Slotkin—along with six other key freshman House Members with national security backgrounds like Reps. Abigail Spanberger (D-VA) and Elaine Luria (D-VA)—co-authored a Washington Post op-ed this week backing an impeachment inquiry that most likely was the tipping point in convincing House Speaker Nancy Pelosi (D-CA) and many other Democrats on the fence to back the start of the impeachment process.

When asked on CNN on Thursday if she worried that Democrats “might not be able to pull enough Americans along,” on the impeachment question, she acknowledged that Democrats have not always been clear or strategic when it comes to messaging on important issues, which has gotten voters confused because “there’s a lot of different thing happening at the same time.”

“It is the job of the U.S. Congress to be really clear and strategic and efficient with how we handle this process,” Slotkin said.

She said she was “pretty reticent” to jump into anything dealing with impeachment before the revelations about Trump’s phone call with Ukrainian Prime Minister Volodymyr Zelensky.

The Michigan Democrat said the impeachment process is a “huge deal” and a “somber deal” and said Trump “crossed a threshold” that, as a former national security professional, compelled her to back an impeachment inquiry as a prospective measure to protect the integrity of the 2020 election.

Slotkin said she didn’t want Trump to set a precedent that enables a “future Democratic president” to ask China or North Korea for dirt on political opponents and added that she “took an oath to defend and protect the Constitution,” and that is what she feels she is doing.

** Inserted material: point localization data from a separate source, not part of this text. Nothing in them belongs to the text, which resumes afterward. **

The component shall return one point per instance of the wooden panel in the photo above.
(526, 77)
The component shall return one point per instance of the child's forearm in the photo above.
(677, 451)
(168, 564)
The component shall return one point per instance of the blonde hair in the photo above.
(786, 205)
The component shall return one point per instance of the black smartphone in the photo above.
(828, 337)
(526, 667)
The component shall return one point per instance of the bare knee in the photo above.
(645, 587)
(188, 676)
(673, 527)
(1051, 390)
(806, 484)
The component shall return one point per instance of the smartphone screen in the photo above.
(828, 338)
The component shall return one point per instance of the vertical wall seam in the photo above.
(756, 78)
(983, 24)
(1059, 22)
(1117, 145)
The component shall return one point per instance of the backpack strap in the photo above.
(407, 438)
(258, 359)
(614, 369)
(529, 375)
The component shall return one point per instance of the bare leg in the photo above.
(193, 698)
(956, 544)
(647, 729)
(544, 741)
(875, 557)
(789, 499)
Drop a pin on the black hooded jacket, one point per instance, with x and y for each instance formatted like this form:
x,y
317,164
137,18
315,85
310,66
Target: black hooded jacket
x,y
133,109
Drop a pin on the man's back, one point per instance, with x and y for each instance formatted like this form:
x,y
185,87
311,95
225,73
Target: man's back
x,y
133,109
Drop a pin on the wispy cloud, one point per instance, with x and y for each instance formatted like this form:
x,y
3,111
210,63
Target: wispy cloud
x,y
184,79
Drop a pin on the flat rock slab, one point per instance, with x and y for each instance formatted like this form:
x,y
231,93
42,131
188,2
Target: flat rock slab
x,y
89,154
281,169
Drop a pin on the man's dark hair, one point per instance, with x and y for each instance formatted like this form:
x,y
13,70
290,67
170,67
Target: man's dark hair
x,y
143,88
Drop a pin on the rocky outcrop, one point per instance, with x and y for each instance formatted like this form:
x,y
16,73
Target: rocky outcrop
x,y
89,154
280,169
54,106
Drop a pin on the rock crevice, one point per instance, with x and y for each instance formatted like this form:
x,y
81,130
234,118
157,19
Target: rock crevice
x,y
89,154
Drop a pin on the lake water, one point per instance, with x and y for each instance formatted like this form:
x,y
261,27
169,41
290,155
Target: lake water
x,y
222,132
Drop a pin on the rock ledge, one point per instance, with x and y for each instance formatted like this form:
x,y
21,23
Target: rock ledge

Earlier this week, Slotkin reportedly expressed her frustrations about the party’s inability to find a coherent and convincing message at a caucus meeting before Pelosi formally announced that she would be supporting an impeachment inquiry.

“If you are asking us to stay on message, give us a goddamn message to stay on,” Slotkin reportedly said. “We came out because this is something different, this meeting did not give me confidence that this will be something different.”

Slotkin is one of the most vulnerable freshman Democrats. According to her hometown Detroit Free Press, she “may have risked political career with” her call for an impeachment inquiry.”

As the Free Press noted, Slotkin won her race in 2018 “by just 13,000 of the 340,000 votes cast” in a district Trump carried by 25,000 votes in 2016.